Природа была для Веры Игнатьевны одним из самых верных и надежных источников жизненных сил. Уже умирающая, из последних сил добравшись до больничного окна, подводя итоги прожитому, скажет: «В общем-то ничего, пожалуй, не жалко. Вот только великую природу, только ее»
Мухина всегда была внимательна к людям, которые ее окружали. Бурная встреча, ждавшая ее в Москве после триумфа «Рабочего и колхозницы», не столько обрадовала ее, сколько огорчила: получалось так, что трудились над скульптурой десятки людей, а успех принадлежит ей. Получая награду, в ответ на слова: «Спасибо за хорошую работу», неожиданно для всех сказала: «Очень жаль, что лучшие работники не были награждены. Те, кто сделал больше всех». Почти целый год писала письма в Комитет по делам искусств, пока не добилась: наградили не только ее и Иофана, но и инженеров, мастеров цехов, слесарей, шлифовальщиков.
Ей приходилось сталкиваться с сотнями людей, она не могла запомнить всех в лицо и переживала: «Неприятно, когда не узнаешь людей, совестно; они меня помнят, а я нет»
О «душевной чистоте и хрустальности» Мухиной писала Экстер; о ее умении хранить чувство благодарности Юон: «Очень мало на свете таких людей, какой являетесь Вы. Уже одно то, что Вы, будучи крупным, прославленным художником, в каждом, даже кратком биографическом очерке считаете нужным упомянуть имя Вашего старого и первого учителя, говорит о Ваших редких душевных, моральных качествах. Тем более что Ваш старый учитель давно уже многому стал учиться у Вас».
Скромность ее была удивительна. Зеленская вспоминала: «Вера Игнатьевна позвонила мне, когда делала рельеф для Музея охраны материнства и младенчества: Не умею лепить детей, а вы, я помню, лепили. Не поможете ли? Это она мне? Она, знаменитость (после Крестьянки и Юлии ее все знали), не умеет, а я, вчера кончившая Вхутеин, умею!»
Примерно о таком
же случае рассказывала режиссер Гардт. Она, тогда еще незнакомая с Мухиной, позвонила, попросила делового свидания. Договорились. Но вот стрелки подошли к назначенному часу, миновали его. «Плохо объяснила дорогу», решила Мухина и, выбежав в мороз на улицу, стала расспрашивать прохожих, не видали ли женщину, ищущую такой-то дом. И, встретив Гардт, долго извинялась: «Простить себе не могу, что заставила вас мерзнуть!»
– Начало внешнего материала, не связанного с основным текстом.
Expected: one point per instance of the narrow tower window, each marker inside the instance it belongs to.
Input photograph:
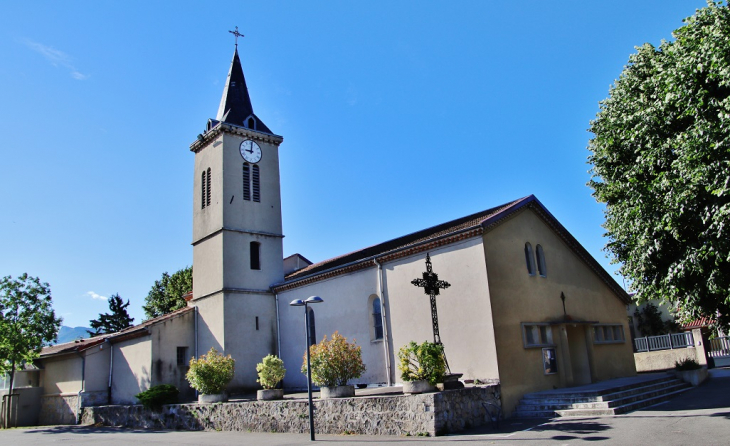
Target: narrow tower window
(312, 331)
(207, 192)
(202, 191)
(529, 259)
(246, 181)
(256, 185)
(255, 249)
(541, 261)
(377, 319)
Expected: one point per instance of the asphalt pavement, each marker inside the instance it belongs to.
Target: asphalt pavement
(697, 416)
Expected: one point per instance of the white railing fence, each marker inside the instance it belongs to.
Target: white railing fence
(664, 342)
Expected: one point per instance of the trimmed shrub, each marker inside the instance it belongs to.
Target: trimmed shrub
(422, 362)
(154, 397)
(271, 370)
(334, 362)
(210, 373)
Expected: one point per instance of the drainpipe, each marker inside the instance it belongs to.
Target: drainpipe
(111, 367)
(384, 321)
(83, 383)
(196, 332)
(278, 332)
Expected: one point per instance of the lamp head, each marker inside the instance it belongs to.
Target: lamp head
(314, 300)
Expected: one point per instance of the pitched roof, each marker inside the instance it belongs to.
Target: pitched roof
(235, 107)
(460, 224)
(136, 330)
(447, 232)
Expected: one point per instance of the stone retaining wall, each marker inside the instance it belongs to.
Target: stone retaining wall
(431, 413)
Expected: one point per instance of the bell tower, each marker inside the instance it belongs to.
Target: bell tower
(237, 231)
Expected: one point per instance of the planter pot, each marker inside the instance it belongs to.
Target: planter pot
(212, 398)
(420, 386)
(270, 394)
(694, 377)
(337, 392)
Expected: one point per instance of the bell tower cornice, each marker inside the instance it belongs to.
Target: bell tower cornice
(206, 138)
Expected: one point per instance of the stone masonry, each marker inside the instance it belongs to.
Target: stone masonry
(431, 413)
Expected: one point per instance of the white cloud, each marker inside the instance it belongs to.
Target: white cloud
(93, 295)
(57, 58)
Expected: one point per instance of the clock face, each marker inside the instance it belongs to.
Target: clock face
(250, 151)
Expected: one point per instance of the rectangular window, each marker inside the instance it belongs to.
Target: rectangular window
(256, 185)
(246, 182)
(182, 356)
(608, 334)
(537, 335)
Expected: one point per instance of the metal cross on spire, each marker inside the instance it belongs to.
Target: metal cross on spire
(237, 34)
(432, 286)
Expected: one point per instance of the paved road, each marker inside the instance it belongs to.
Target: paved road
(699, 416)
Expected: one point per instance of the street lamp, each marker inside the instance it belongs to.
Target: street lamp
(305, 304)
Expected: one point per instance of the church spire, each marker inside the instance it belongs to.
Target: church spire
(235, 107)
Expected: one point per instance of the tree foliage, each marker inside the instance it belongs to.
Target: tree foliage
(661, 164)
(116, 320)
(167, 293)
(27, 321)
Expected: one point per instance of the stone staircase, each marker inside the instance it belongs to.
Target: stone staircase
(601, 399)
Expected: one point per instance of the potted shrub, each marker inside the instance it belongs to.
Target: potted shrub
(690, 371)
(209, 375)
(271, 371)
(334, 363)
(421, 366)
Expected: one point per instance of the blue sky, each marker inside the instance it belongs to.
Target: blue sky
(396, 116)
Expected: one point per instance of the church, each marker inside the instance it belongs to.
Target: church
(527, 305)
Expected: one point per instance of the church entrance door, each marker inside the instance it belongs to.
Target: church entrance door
(578, 348)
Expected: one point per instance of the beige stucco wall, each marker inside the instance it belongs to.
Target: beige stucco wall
(345, 309)
(166, 337)
(465, 315)
(518, 297)
(61, 374)
(243, 342)
(131, 369)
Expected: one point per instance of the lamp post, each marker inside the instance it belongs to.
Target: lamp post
(305, 304)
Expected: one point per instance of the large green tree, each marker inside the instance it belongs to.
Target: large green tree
(27, 321)
(661, 164)
(116, 320)
(167, 293)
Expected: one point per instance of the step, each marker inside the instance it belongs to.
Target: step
(571, 395)
(620, 399)
(630, 407)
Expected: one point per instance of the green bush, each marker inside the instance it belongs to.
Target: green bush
(422, 362)
(154, 397)
(334, 362)
(210, 373)
(686, 364)
(271, 370)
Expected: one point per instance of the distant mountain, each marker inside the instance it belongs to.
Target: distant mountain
(68, 334)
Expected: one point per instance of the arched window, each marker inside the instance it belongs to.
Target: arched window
(541, 261)
(207, 196)
(202, 191)
(312, 328)
(529, 259)
(246, 182)
(255, 251)
(377, 319)
(256, 185)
Однажды к ней на дачу забрался вор. Вера Игнатьевна была одна, и тем не менее, когда внезапно вошла в комнату и увидела лихорадочно роющегося в шкафу человека, не испугалась. И не рассердилась. «Подождите! Я дам вам необходимое». Достала пиджак, брюки, ботинки, белье Алексея Андреевича. «А теперь уходите! Быстро! Муж вернется, он вас задержит». Потом, когда домашние и друзья потешались над ней, объясняла: «Он оборванный был, несчастный, голодный, наверное. Видно было, что до крайности дошел».
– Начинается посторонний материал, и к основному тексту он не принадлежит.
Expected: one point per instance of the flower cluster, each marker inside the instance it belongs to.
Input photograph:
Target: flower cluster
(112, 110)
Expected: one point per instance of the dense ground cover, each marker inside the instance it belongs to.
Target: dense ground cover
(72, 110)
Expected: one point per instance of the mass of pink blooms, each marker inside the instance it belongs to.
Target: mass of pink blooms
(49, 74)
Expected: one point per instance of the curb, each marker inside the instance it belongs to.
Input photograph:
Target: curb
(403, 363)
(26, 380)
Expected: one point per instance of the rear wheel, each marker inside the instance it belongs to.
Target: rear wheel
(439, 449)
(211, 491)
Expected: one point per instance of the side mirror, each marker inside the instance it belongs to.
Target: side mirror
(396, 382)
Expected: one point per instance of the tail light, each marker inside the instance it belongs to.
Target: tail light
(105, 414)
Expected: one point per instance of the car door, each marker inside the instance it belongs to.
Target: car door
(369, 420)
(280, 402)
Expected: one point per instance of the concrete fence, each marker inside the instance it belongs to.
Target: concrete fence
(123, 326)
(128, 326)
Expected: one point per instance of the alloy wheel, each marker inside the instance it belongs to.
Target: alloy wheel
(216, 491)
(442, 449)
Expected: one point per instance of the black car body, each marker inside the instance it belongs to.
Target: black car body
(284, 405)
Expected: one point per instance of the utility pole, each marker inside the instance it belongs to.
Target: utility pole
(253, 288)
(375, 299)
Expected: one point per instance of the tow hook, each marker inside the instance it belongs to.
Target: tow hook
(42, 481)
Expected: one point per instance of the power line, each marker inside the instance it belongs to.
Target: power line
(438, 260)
Доброта не переходила у нее в сентиментальность, отзывчивость в приторность, в навязчивое участие. Когда надо было, она умела сдерживать свои чувства, быть спокойной и выдержанной в самых трудных обстоятельствах. Это умение опять пригодилось ей в конце 1938 года. В медицинских кругах снова поднялась волна недоверия к методам Замкова, и он болезненно переживал обвинения в «фельдшеризме».
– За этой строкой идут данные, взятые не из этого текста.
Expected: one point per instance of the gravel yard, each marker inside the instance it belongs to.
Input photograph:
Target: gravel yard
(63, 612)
Пытался быть философом. Писал в дневнике: «Все новые достижения, все новые успехи в терапии прежде всего ставились под подозрение и опорочивались, как не соответствующие нормам науки». Уже знал, что институт закроют, но до последнего дня старался не верить этому. Каждый день аккуратно начинал прием, каждому пациенту назначал срок следующей процедуры. «С восьми начинался прием в институте, рассказывали его сотрудники. Мы все приходили вовремя, иногда и раньше. Но как бы рано мы ни пришли, доктор Замков уже был на месте. Работал много, больше всех, работал с увлечением; даже стакан чая отказывался выпить: некогда, некогда!»